Dün Erzurum'da bir "veda" töreni vardı. Programa göre, üç yıldır Erzurum Emniyet Müdürlüğü görevini sürdüren Halit Turgut Yıldız, görevini yeni müdür Kamil Karabörk'e teslim edecek, kendisi de "veda" edecekti.
Basın merkezlerine gönderilen davetiyelerde "devir-teslim töreni" yazıyordu.
Nedendir bilinmez törende, "devir-teslim" kısmı yoktu, yerine Yıldız'ın hayli duygusal ama bi o kadar da mesaj yüklü veda konuşması vardı.

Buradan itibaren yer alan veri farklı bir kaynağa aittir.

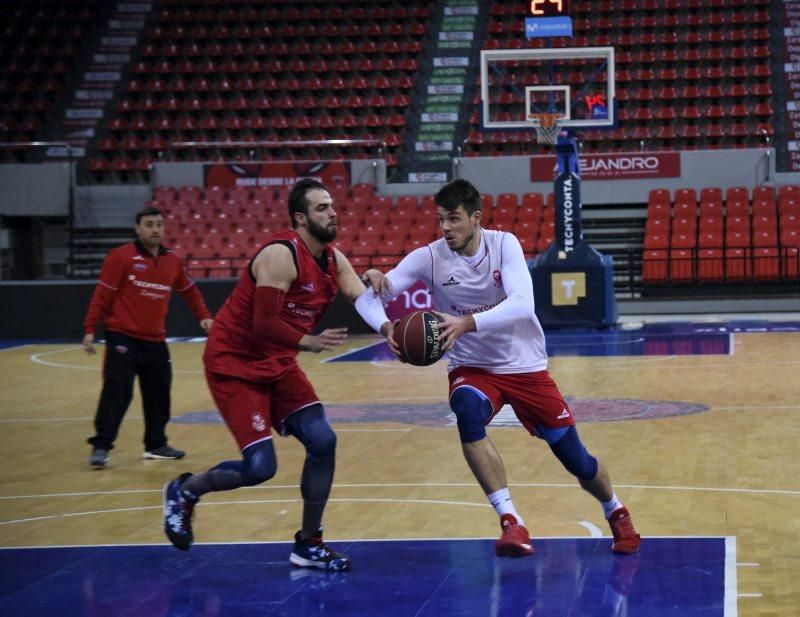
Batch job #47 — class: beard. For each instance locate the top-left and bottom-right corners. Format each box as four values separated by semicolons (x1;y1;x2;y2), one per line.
451;231;475;252
308;218;337;243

Polis Meslek Yüksekokulu'nda yapılan bu sade törende dikkat çeken husus yalnızca "devir-teslim" bölümünün çıkarılmış olması değildi elbet...
Misal; katılım da çok zayıftı.
Vali Bey de yoktu, yardımcıları da...
Belediye başkanları da yoktu, vekilleri de...
AK Parti il başkanı da yoktu, teşkilatından kimseler de...
Tabii ki salon boş değildi.
Herkesi tek tek sayamam ama görebildiğim kadarıyla...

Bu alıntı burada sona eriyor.